Doing business in Eastern Europe
We discover there's rich pickings for UK companies in the new part of the EU
Twenty years ago it wasn’t even worth considering. Ten years later you still had to jump through countless hoops and were met at every turn by a new regulatory obstacle.
But for the last nine months and the foreseeable future, UK businesses have a real opportunity to partner with, sell to and work in the ‘new EU’ – 10 fast-growing countries drawn predominantly from the old Soviet states in Eastern Europe.
New kids on the bloc
The EU’s historic expansion from a 15 to a 25-member Bloc in May 2004 created a wealth of opportunities for clued-up entrepreneurs. With this single event came the sudden demolition of trade and travel barriers, the promise of closer political ties and potential for monetary union.
According to government estimates, the new set-up will add £1.75bn a year to Britain’s GDP and will boost growth in the new states by about 1.5%. What it means for individual businesses is uncertain, but many have already made substantial gains through introductions in the debutante states.
Economic growth statistics are a good indicator of the untapped potential on Europe’s fringes. On May 1 2004, when the latest 10 countries joined the bloc, annual growth in Poland was topping 6% – three times more than the old EU 15’s average at the time.

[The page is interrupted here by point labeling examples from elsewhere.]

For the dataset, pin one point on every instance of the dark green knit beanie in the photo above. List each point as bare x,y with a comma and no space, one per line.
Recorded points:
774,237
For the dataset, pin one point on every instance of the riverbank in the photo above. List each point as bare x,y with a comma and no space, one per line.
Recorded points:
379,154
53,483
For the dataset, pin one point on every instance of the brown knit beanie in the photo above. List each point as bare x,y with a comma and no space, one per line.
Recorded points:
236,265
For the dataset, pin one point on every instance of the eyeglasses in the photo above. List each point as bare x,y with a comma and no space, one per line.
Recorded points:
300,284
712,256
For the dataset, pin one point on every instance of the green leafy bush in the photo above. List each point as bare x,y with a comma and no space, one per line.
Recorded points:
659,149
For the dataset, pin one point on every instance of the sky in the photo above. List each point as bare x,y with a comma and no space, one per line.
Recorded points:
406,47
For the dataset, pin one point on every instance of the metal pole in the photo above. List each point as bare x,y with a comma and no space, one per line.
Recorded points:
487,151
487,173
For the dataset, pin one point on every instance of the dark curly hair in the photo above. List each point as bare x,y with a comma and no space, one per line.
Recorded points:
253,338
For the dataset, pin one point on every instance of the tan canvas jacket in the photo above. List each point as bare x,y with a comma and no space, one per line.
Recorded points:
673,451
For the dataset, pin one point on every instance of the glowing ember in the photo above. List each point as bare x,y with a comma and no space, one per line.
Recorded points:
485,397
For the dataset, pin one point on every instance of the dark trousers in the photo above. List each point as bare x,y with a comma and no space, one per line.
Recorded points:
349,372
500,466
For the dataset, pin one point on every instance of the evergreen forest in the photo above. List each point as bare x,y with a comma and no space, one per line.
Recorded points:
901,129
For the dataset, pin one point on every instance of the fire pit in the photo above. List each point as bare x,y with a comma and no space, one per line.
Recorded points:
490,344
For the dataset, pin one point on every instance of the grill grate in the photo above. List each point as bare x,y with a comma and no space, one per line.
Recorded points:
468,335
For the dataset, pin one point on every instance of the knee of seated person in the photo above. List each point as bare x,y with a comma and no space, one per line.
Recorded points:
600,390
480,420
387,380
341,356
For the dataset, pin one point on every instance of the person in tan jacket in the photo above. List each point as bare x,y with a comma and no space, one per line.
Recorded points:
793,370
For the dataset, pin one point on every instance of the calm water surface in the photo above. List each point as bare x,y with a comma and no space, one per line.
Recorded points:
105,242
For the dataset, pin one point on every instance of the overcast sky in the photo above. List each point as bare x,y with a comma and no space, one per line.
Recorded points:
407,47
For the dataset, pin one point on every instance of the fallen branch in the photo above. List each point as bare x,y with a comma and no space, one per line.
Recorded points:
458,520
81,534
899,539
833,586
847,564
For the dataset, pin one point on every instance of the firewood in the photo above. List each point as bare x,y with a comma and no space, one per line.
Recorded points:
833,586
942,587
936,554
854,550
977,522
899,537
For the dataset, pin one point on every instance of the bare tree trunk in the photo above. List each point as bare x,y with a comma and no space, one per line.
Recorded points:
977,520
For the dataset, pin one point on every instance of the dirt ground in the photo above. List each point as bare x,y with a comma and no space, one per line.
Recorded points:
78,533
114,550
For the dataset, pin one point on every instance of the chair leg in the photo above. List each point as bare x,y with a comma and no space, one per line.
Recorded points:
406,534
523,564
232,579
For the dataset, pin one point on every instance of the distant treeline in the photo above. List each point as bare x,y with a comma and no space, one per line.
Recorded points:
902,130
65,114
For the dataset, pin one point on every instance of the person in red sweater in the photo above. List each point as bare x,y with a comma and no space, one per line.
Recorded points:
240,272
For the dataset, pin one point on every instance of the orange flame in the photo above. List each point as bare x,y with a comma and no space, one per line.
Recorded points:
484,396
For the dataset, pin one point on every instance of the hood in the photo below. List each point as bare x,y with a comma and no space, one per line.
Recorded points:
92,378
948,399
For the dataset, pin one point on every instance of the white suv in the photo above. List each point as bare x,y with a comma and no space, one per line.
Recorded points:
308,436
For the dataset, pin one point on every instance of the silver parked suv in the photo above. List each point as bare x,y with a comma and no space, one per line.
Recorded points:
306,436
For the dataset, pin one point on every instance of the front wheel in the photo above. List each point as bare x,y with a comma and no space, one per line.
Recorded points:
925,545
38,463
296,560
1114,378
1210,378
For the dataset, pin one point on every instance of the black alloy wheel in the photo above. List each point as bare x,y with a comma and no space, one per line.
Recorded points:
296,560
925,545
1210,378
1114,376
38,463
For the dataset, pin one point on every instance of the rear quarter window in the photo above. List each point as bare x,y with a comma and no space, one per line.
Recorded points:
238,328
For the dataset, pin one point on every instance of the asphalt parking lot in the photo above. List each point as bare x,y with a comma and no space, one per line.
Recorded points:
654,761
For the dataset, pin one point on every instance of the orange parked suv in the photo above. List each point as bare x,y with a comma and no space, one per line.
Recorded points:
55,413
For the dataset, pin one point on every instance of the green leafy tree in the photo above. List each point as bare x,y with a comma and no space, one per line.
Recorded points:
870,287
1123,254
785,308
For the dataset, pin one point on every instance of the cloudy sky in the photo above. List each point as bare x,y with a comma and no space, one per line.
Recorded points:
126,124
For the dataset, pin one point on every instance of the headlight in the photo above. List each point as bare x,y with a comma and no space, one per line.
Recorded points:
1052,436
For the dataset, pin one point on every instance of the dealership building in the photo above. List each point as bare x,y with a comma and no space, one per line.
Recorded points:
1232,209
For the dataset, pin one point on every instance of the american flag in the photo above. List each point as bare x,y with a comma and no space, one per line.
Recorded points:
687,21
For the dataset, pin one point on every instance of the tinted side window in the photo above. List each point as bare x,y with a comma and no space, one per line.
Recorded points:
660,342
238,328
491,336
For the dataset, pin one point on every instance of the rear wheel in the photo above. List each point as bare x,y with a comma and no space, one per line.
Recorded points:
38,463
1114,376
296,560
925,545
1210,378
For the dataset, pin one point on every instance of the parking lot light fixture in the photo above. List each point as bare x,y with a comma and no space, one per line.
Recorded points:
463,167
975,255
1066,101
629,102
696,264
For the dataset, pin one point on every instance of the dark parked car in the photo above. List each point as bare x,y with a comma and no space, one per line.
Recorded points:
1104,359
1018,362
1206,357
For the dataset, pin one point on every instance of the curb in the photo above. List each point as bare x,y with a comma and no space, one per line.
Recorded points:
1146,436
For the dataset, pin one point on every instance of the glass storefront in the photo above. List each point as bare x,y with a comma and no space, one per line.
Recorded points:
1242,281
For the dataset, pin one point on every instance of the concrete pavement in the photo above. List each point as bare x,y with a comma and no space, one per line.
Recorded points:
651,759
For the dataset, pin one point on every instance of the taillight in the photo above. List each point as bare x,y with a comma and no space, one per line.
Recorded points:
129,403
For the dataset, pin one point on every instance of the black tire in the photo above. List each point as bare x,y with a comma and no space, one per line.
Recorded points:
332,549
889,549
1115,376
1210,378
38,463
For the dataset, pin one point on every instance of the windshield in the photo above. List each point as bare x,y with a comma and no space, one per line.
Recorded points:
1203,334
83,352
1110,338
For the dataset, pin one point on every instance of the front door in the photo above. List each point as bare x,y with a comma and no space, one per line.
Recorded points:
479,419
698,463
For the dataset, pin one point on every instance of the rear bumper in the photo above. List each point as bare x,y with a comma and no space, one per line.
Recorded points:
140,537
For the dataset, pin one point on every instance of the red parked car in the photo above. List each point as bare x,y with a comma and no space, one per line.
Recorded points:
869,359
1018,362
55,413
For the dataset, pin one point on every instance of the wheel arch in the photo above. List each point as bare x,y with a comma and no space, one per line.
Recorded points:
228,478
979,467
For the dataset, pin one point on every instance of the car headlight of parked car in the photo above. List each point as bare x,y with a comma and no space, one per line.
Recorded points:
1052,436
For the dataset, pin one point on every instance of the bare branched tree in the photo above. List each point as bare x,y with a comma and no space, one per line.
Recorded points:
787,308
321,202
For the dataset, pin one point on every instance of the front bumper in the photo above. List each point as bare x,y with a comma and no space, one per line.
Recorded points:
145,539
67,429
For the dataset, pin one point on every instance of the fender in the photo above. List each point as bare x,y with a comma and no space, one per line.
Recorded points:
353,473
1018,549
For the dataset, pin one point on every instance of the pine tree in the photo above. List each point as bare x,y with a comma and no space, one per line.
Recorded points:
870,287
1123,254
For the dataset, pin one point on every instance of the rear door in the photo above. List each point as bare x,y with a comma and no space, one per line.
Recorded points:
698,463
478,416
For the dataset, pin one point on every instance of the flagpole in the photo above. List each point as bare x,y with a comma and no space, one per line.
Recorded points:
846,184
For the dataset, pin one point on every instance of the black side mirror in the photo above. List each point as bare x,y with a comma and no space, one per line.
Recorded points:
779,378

Since then, growth in the new states has been consistently higher than the old heads of Europe. The latest statistics from Germany, for example, show that the most powerful economy in Europe inched along at 1.7% in 2004.
The UN’s Economic Commission for Europe says the 10 new states will grow at about 4.5% this year, 2% higher than expected for the old EU 15. It says the Baltic States – Estonia, Lithuania and Latvia – will experience the quickest acceleration.
And while the newcomers could not be described as powerhouses in world trade – collectively they boast economic strength equivalent to the Netherlands – the potential for further growth in these countries is plain to see.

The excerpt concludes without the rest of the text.